Middle-age men who have been drinking an average of three or more drinks daily risk a faster mental decline as they age, according to a new study The Washington Post reported.
Researchers found that over a decade men who drank heavily showed a faster decline in cognitive function than in lighter drinkers. The same effect was not seen in women.
For the study, researchers analyzed 5,000 British civil servants. They found that over the course of 10 years, the added mental decline was "the equivalent of about two extra years of aging for a combined measure of mental abilities like reasoning, and about six years for memory," The Washington Post reported.
Researchers calculated the men's average daily intake of alcohol for the decade up to when they were an average of 56 years old. They tracked the decline in mental abilities over the course of a decade from tests administered every five years.
There were three tests. One tested inductive reasoning. The second test focused on verbal fluency by writing down as many words beginning with letter "S" they could think of in one minute and the last test assessed the participants short-term verbal memory.

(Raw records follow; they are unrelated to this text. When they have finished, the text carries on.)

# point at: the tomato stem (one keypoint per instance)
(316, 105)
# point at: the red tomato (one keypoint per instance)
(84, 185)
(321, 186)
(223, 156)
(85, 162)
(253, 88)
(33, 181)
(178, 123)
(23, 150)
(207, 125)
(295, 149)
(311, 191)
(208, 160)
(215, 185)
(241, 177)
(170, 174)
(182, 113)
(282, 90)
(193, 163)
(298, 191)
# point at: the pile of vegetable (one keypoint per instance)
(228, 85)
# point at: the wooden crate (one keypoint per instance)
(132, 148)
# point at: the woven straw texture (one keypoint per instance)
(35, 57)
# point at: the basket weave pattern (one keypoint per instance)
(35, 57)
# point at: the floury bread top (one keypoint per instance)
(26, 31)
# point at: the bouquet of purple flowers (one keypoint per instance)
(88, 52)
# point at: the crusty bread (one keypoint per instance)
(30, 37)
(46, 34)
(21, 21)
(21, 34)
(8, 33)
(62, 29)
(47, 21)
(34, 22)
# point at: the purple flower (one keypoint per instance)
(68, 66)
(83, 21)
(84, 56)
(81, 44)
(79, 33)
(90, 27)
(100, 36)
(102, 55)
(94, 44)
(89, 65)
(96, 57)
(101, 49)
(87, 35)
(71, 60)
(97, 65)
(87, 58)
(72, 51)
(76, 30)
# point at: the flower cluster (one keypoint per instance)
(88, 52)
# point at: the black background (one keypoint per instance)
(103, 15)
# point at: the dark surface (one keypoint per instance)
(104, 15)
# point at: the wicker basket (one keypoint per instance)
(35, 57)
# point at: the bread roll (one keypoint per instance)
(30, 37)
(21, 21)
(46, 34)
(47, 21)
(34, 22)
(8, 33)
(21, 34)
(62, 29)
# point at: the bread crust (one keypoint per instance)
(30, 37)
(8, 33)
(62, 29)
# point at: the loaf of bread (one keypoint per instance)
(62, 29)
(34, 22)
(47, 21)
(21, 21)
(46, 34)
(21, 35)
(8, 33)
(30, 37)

Based on the results, researchers found that men consuming 36 grams of alcohol - about 2.5 drinks - or more per day "was associated with faster cognitive decline in all domains" compared to drinking lesser amounts.
Heavy male drinkers also added 5.7 years of mental decline, meaning that a 60-year-old man had the memory loss expected in a 66-year-old, Séverine Sabia told NBCNews.com.
Researchers found no significant difference in cognitive decline between men who drink moderately and men who abstain from alcohol.
Sara Jo Nixon, a substance abuse researcher at the University of Florida in Gainesville, said although that although the study "suggest that middle-aged to young-old individuals do need to pay attention to what their drinking habits have been, and are," it does not prove that alcohol intake was responsible for the mental decline seen in men.